Jahrelang war Paul Grünberg Zeitzeuge – in den Medien, in Schulen, in Bildungszentren. Als ich ihn kennenlernte, war er ein alter Mann. Ich erinnere mich, dass er mir einmal mit tiefen Augenringen die Tür öffnete und sich entschuldigte, er sei heute müde, nach jedem Zeitzeugenbesuch würden ihn Albträume quälen. Meinen Vorschlag, doch Termine abzusagen, wenn es ihm schlecht gehe, wollte er nicht hören. Er müsse doch, es sei seine Pflicht. Ich erinnere mich, dass ich ihn einmal mit meinem Sohn besuchte. Es waren Semesterferien und ich hatte keine Kinderbetreuung finden können. Mein Sohn war 8. Paul Grünberg freute sich über das Kind. „Heute reden wir aber nicht über Auschwitz“, meinte er.
Für unsere Ausstellung hatten wir einen Brief von ihm an die Fürsorgestelle der IKG gefunden. Er hatte ihn aus Auschwitz geschrieben. In dem Brief bat er um 250g Lebensmittel – dies dürfe er bekommen, steht in dem Brief. Ich zeigte Paul Grünberg eine Kopie. Er starrte den Brief an. Er erkenne seine Schrift, sagte er, aber er könne sich nicht mehr daran erinnern, den Brief geschrieben zu haben. Und dann begann er zu weinen. Man habe ihm nichts geschickt, beteuerte er. Ein Viertel Kilo Essen, das wäre viel gewesen. Er habe so gehungert, aber er hätte nichts bekommen. Ich sagte ihm, dass ich nicht weiß, ob die Fürsorgestelle ihm etwas geschickt habe, wenn aber, so wäre das Paket von der SS beschlagnahmt worden – weil er Jude war. Dann weinte er noch mehr.
Ich erinnere mich an Paul Grünberg, der am 8. April 2018 im Alter von 95 Jahren gestorben ist. Er sei mit Marco Feingold „der letzte aus der alten Garde“ hatte er immer gesagt und meinte damit die letzten Überlebenden von jenen, die praktisch die gesamte NS-Zeit in KZ-Haft waren. Als Jugendlicher war er ins Konzentrationslager gekommen, heraus kam er in gewisser Weise als alter Mann.

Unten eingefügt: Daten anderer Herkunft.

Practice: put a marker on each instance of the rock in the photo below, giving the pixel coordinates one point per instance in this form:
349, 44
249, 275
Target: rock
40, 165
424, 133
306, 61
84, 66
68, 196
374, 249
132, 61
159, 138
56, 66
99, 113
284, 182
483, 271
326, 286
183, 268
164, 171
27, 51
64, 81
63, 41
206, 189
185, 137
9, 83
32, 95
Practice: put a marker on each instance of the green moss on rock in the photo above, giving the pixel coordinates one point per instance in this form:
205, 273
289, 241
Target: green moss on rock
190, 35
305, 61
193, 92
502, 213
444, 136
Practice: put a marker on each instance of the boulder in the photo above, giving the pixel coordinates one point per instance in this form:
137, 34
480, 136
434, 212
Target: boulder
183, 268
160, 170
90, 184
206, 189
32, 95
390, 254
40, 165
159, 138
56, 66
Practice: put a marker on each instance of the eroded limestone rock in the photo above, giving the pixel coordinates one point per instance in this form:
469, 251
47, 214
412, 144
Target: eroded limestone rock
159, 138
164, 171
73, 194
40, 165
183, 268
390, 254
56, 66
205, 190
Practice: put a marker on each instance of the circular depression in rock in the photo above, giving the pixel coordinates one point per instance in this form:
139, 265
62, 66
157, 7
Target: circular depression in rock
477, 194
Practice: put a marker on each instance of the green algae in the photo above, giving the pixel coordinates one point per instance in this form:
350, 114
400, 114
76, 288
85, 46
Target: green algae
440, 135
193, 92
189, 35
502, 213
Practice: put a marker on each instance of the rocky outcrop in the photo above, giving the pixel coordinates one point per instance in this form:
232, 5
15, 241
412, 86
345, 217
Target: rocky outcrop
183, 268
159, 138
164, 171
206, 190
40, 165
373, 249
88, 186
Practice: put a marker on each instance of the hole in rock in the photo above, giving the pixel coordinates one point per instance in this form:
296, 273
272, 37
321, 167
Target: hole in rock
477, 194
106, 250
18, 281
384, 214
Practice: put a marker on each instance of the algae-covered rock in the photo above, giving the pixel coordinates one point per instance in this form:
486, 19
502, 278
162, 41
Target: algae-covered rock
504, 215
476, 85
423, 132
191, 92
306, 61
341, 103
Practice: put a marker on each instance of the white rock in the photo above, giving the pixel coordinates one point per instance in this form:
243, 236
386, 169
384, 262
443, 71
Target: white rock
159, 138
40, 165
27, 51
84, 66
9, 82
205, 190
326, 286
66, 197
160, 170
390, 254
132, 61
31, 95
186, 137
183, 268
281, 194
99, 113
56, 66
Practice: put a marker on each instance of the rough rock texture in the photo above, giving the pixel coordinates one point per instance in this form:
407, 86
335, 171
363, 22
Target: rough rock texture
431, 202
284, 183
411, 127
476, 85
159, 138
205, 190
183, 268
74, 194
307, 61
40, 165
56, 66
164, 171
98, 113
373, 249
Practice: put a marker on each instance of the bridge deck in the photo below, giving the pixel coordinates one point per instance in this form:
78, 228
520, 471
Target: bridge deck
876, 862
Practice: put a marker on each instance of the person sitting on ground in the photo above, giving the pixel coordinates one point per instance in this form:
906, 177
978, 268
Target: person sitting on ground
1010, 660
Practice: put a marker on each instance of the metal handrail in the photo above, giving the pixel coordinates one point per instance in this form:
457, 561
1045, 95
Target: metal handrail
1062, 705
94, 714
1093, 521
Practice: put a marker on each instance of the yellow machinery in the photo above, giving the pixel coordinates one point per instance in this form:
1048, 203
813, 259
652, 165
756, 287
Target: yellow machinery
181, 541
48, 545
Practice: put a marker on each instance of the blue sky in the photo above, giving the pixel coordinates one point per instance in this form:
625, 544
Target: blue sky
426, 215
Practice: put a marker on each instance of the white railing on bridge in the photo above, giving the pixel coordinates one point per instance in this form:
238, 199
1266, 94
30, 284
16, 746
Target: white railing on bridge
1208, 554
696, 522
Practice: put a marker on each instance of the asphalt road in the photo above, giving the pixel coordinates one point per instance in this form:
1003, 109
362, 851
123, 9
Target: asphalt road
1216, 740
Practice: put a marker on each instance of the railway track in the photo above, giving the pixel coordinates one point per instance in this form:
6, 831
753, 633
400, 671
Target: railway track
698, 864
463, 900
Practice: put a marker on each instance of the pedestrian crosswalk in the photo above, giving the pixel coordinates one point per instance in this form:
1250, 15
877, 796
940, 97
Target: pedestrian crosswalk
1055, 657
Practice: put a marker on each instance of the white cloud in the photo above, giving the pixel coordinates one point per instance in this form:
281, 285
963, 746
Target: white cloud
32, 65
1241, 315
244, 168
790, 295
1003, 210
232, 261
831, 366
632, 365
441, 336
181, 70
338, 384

Ich erinnere mich an Paul Grünberg, nicht nur weil es wieder einmal der 27. Jänner ist, sondern weil ich oft an ihn denke. #WeRemember ist nicht nur an einem Tag.
Die österreichische Ausstellung „Entfernung. Österreich und Auschwitz“ wurde 2021 eröffnet. Sie ist im Block 17 der Gedenkstätte zu sehen und virtuell auf www.auschwitz.at zu besuchen. Weitere Interviewquellen sind ebendort bei der Biografie zu Paul Grünberg angeführt. Der Brief ist ein Objekt der Ausstellung.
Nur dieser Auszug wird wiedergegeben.